Dell’s stock was flat at $13.86 on Sept. 12.
In an answer to a question about what Dell will look like as a restructured, privately held company, Dell CFO Brian Gladden said, “We see the value of the broad portfolio and we’ll continue to take a leadership role in the PC business and end-user computing devices. We think that’s an important part of the portfolio; it’s not a part of the business we’re trying to shrink.
Gaining Market Share in PC Business
“We’ve gained [market]share sequentially year over year in that market; we continue to make large investments in R&D and sales capacity around the enterprise solutions and services business,” Gladden said. “What we’ve seen over the last three to four years is that part of the market is growing faster, we’ve made investments that have accelerated our growth—in some areas faster than the market—and we think that will grow to be a bigger share of the business.”
With PC sales in a two-year slump and increasing competition from the smartphone and tablet PC markets—neither of which shows Dell as a major player—where does Dell expect new sales growth to emanate?
“Look, we play in a $3 trillion industry [the IT industry as a whole],” Gladden said. “There’s really no competitor that has more than 3 percent of that $3 trillion. We all expect that there will continue to be growth in that space.
“IT spending is going to continue to grow; the breadth of our portfolio—it’s obviously more than PCs now. Exposure to the data center, to the key trends that are driving IT spending today—like the cloud, like virtualization—and the items we bring to the market give us a chance to get more than our fair share of the $3 trillion market opportunity,” Gladden said.

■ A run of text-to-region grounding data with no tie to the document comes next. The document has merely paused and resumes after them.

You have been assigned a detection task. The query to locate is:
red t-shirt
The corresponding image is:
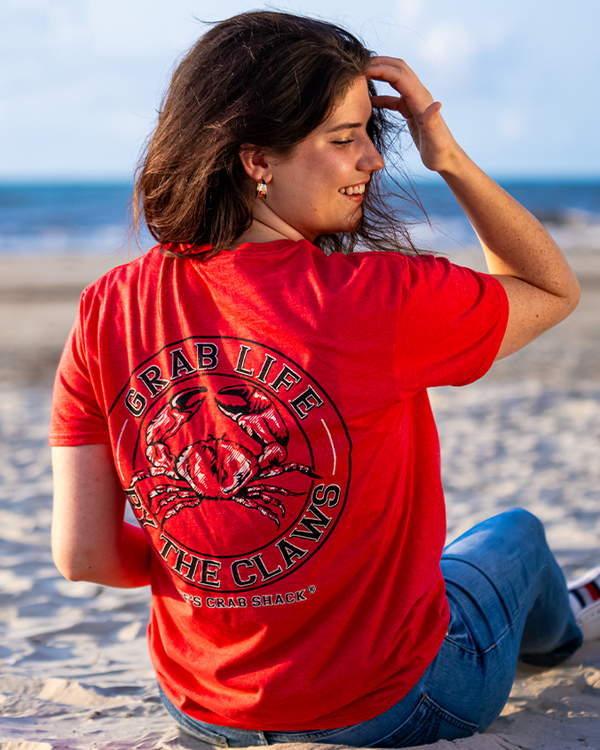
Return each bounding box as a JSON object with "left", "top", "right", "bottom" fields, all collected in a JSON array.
[{"left": 49, "top": 240, "right": 508, "bottom": 730}]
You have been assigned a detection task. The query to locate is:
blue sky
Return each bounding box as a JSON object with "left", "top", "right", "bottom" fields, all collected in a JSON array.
[{"left": 2, "top": 0, "right": 599, "bottom": 180}]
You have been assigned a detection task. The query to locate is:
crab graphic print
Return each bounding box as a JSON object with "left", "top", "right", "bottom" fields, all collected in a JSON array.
[{"left": 112, "top": 336, "right": 351, "bottom": 593}]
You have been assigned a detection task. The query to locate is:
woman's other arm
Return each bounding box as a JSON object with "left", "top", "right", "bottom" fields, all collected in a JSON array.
[
  {"left": 368, "top": 58, "right": 581, "bottom": 360},
  {"left": 52, "top": 444, "right": 152, "bottom": 587}
]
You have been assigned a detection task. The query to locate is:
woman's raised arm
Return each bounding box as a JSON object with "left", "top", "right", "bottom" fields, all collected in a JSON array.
[
  {"left": 368, "top": 58, "right": 581, "bottom": 360},
  {"left": 52, "top": 444, "right": 152, "bottom": 588}
]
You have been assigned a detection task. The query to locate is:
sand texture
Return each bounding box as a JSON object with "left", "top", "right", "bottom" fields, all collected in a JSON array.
[{"left": 0, "top": 247, "right": 599, "bottom": 748}]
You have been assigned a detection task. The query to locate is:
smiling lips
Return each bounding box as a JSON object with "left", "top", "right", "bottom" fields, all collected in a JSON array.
[{"left": 338, "top": 183, "right": 366, "bottom": 196}]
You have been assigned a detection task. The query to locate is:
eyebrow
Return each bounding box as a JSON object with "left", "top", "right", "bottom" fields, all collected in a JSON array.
[{"left": 325, "top": 122, "right": 364, "bottom": 133}]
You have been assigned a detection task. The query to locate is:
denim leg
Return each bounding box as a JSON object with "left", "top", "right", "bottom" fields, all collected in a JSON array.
[{"left": 435, "top": 508, "right": 582, "bottom": 729}]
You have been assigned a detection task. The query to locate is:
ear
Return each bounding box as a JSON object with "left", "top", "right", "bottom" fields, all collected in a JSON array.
[{"left": 239, "top": 145, "right": 273, "bottom": 184}]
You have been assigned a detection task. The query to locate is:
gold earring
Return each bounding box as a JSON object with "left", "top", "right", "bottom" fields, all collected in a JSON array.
[{"left": 255, "top": 179, "right": 267, "bottom": 198}]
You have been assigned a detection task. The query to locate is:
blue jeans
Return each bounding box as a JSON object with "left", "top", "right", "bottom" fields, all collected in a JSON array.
[{"left": 160, "top": 509, "right": 582, "bottom": 748}]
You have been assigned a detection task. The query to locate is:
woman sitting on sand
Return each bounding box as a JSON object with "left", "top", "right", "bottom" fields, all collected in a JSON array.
[{"left": 49, "top": 11, "right": 597, "bottom": 747}]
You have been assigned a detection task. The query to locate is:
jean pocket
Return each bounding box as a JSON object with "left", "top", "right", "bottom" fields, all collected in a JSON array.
[{"left": 371, "top": 693, "right": 478, "bottom": 748}]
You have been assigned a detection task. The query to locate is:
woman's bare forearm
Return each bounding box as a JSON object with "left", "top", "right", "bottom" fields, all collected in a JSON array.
[
  {"left": 52, "top": 444, "right": 152, "bottom": 588},
  {"left": 54, "top": 521, "right": 152, "bottom": 588}
]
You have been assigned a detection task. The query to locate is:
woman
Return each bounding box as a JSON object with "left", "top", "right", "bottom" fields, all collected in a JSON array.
[{"left": 50, "top": 11, "right": 588, "bottom": 747}]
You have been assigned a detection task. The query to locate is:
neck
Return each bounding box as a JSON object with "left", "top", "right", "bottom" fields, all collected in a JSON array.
[{"left": 229, "top": 201, "right": 306, "bottom": 250}]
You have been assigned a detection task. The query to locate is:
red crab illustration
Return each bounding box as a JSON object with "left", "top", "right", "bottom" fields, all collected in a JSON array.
[{"left": 129, "top": 385, "right": 319, "bottom": 526}]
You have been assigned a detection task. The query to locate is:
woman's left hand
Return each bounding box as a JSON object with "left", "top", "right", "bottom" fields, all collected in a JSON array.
[{"left": 367, "top": 57, "right": 463, "bottom": 174}]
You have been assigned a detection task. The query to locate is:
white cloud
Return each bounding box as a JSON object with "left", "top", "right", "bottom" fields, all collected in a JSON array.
[
  {"left": 419, "top": 21, "right": 475, "bottom": 82},
  {"left": 396, "top": 0, "right": 426, "bottom": 30}
]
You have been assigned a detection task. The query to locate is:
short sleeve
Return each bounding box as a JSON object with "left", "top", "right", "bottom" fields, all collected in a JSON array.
[
  {"left": 393, "top": 255, "right": 508, "bottom": 395},
  {"left": 49, "top": 292, "right": 110, "bottom": 446}
]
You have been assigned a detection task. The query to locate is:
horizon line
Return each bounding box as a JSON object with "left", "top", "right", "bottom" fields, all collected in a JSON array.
[{"left": 2, "top": 175, "right": 600, "bottom": 186}]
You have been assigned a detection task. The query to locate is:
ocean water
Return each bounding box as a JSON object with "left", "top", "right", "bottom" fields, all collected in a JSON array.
[
  {"left": 410, "top": 180, "right": 600, "bottom": 253},
  {"left": 1, "top": 180, "right": 600, "bottom": 255},
  {"left": 0, "top": 183, "right": 142, "bottom": 255}
]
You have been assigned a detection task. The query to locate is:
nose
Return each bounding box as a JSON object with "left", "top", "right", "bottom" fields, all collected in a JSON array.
[{"left": 358, "top": 136, "right": 385, "bottom": 174}]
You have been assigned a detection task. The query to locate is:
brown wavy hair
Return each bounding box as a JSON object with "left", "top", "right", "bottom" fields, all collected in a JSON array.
[{"left": 133, "top": 11, "right": 423, "bottom": 259}]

‘Roadkill’ to Other Competitors?
Asked a pointed question why Dell won’t eventually become “roadkill” to other companies such as Microsoft, IBM and Hewlett-Packard, because those publicly traded companies are much larger, produce many of the same products and can tap equity from the public markets, Gladden said, “Our strategies are a bit differentiated.
“In many ways what we’ve built over the years looks like competitors’ offerings, but it is very focused on scalable, open technologies, faster time to value for customers, and ultimately well-positioned with a large base of midmarket customers who value what we bring,” Gladden said. “I think that’s differentiated; we hear that from customers. That’s not to say we don’t scale up into large accounts and can’t serve down to consumers and BYOD or other parts of our business.
“Practical innovation, being efficient and affordable, and building on the direct relationships we have. Which is very different from what our competitors do.”
On Sept. 9, activist investor Icahn gave up his long-shot bid to derail Michael Dell’s $25 billion proposal to buy back the world’s third-largest PC maker, though not without taking a few swipes at the CEO and the company’s board on the way out.
Icahn ended up getting what he wanted, however, helping force up the stock price after buying more than $1 billion worth and becoming Dell’s second-largest investor for a short time.